When I started here, we had very few people in their early 20s. I would say we have 50 percent of our company with more than 10 years of experience in the company. But that’s changing because people in their 60s are hanging it up. Last year, we retired 500 or 600 years of service across 25 to 30 people. That’s tough to lose when you do the math.

P&Q: Because you’re transitioning to hiring more young people these days, do you take any new or innovative approaches to train them?

Bunner: When we do new miner orientation, we look at age demographic and where they’re from as a baseline of how we’re going to conduct our training. We send them out to a location and put them with an ambassador, whose job is to touch base with them for three or four weeks. This is someone who makes them feel welcome and answers the questions that some people are afraid to ask in a classroom environment.
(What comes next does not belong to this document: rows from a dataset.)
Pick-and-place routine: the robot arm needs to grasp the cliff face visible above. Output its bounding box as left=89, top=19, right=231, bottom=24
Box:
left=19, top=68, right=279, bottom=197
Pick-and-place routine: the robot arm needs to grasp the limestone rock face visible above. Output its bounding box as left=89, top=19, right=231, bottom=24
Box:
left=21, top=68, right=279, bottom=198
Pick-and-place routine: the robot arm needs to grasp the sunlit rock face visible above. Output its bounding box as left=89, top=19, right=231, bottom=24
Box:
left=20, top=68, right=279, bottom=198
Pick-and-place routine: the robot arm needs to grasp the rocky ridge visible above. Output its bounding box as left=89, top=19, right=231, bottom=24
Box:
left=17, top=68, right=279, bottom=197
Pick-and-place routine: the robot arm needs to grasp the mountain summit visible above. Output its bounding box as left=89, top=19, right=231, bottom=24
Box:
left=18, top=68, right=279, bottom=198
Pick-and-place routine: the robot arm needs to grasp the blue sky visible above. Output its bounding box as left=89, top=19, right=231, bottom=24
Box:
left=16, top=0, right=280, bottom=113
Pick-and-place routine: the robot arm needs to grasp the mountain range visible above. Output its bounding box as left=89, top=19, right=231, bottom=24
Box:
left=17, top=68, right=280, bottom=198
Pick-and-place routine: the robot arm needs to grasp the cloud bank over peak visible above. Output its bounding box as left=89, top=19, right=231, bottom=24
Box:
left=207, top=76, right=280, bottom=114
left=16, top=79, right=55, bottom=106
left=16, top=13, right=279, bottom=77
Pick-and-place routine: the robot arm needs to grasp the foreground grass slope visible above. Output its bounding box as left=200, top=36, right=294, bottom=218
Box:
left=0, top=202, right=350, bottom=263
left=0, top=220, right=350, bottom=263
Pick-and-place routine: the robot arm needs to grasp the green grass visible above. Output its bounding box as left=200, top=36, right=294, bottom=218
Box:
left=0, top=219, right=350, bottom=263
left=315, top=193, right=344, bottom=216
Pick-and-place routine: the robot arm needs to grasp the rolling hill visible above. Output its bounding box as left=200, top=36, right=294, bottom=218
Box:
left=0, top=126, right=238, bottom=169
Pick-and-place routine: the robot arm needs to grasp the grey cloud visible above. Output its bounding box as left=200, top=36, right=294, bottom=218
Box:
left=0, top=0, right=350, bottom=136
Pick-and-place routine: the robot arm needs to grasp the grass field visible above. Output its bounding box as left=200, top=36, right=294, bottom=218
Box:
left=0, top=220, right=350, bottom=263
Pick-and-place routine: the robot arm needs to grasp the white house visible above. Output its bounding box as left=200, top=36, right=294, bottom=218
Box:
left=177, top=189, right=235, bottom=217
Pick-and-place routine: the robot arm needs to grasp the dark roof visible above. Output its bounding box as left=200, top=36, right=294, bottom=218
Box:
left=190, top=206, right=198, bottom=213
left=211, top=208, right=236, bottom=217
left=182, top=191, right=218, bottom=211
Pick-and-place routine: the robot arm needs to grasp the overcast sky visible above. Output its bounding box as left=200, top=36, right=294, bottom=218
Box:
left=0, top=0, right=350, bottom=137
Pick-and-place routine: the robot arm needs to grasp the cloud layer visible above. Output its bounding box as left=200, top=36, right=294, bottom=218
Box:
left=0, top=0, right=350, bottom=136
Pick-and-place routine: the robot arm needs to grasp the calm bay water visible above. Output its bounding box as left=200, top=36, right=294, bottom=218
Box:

A trainer will train them in tasks. We’ve given authority to trainers that if they are not confident the person can do their job, whether because of production, safety or quality, they’re supposed to make a phone call indicating that more time is needed.

A person might not cut it in two days for a job. In some cases, maybe you take a week to see if they can get it. If after a week we don’t feel that is the right spot for somebody, we try to move them into a position that can accommodate them.

P&Q: What else about Mulzer’s safety approaches are unique?

Bunner: We have one person we’ve dedicated as an equipment trainer. Anyone task trained on a job will see a follow-up from this trainer, who tests new hires to verify the task training they had is adequate. He’s a verification process of our task training.

Also, we incorporate games and challenges into classroom training. Competition seems to work really well with the younger generation. We’ve developed all types of games over the years.

A good example of one: You’re teaching a class on a topic that hasn’t been changed since the 1970s, like miners’ rights. We incorporate questions into that class, and if they answer questions correctly we have a video game system where they can fish on breaks. Whoever catches the biggest fish at the end of the new training class wins a prize. This creates a competition between employees, whether it’s a new miner class or an annual refresher. It becomes something they want to focus on so they can participate in games or activities.

Most people do hazard safety jeopardy. We’ve kicked that up a notch with a PowerPoint. We also have games involving NASCAR, basketball and other sports.

P&Q: CRH, the parent company of Oldcastle Materials, recently acquired Mulzer. Does that synergy create opportunities to enhance safety further?

Bunner: They’ve worked well with us on safety. There are some things they do differently from us. We’ve taken it one piece at a time. We’ve done cross auditing between facilities. Some of the other Oldcastle properties in our region have come to see our processes, and we’ve gone out to learn some things about their practices. It’s been a good challenge. I see it as an opportunity to share resources and raise the “safety bar.”


Five things

First job – I was hired right out of college as safety assistant manager for a large food manufacturing company, from groundbreaking, through construction and into the startup. The large global corn flour company used ball and hammer mills, and crushing processes similar to mining.
Hobbies – I spend my free time barbequing and smoking meats. It is my second passion behind safety. I consider myself a pit master, but like safety there are a lot of things to learn. Never quit learning. I also serve on my local school board and several civic boards. Also, gardening and homesteading.
Books – My top five books: the Bible; “Good to Great” by Jim Collins; “Like a Rock” by Andy Stanley; “Start” by Dave Ramsey; and “The Goal” by Eliyahu Goldratt.
Social media – I use them all for work, home, and play: Facebook, Twitter, Pinterest, Snapchat, LinkedIn, YouTube and Instagram. All are great tools for safety and my other hobbies.
Sports –I was born a Dodgers fan in three generations of Dodgers fans.